Neste momento, Campinas já analisa a retomada de medidas mais duras. O atendimento de casos de síndrome respiratória cresceu 36% nas últimas três semanas, e a proporção de exames positivos para covid chegou a 30%. Enquanto o governo paulista cogita ampliar flexibilizações a partir de 15 de junho, a prefeitura campineira anunciou que poderá impor novas restrições ainda nesta semana.

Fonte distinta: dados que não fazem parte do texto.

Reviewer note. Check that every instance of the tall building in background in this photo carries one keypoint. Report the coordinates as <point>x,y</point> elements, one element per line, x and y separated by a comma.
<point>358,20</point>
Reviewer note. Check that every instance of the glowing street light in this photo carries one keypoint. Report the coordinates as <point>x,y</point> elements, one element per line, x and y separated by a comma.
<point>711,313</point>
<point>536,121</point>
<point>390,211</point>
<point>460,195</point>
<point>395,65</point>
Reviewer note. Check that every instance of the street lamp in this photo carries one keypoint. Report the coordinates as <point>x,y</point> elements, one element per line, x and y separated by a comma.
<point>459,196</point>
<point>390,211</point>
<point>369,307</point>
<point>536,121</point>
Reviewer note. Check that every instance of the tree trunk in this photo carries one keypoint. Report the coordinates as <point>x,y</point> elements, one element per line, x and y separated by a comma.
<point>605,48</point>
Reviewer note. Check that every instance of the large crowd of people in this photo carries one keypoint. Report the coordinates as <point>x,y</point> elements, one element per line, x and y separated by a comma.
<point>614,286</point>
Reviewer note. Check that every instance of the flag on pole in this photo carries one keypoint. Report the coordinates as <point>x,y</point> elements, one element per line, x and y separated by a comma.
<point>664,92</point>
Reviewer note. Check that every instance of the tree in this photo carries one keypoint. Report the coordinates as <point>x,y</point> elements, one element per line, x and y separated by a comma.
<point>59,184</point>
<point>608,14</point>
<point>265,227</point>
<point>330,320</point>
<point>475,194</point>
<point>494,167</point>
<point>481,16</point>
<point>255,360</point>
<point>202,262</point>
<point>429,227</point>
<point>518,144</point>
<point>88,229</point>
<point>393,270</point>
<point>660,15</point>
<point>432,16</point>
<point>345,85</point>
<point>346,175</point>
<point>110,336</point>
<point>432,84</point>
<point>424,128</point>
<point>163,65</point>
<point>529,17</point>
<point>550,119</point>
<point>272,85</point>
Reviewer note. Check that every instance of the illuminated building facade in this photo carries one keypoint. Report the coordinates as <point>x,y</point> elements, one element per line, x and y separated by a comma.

Até esta quarta-feira (26), como comparação, Campinas tinha um acumulado de 273 óbitos por cem mil habitantes, contra 317 de Porto Alegre.
A fórmula de Campinas
Detecção precoce de agravamento da pandemia
Aumento no atendimento de síndromes gripais, ou com sintomas respiratórios agudos, por duas semanas consecutivas já dispara um alerta de que a pandemia está em elevação. Também são analisados outros indicadores como exames laboratoriais e, por fim, indicadores hospitalares. Com base nisso, procura-se antecipar ações de controle.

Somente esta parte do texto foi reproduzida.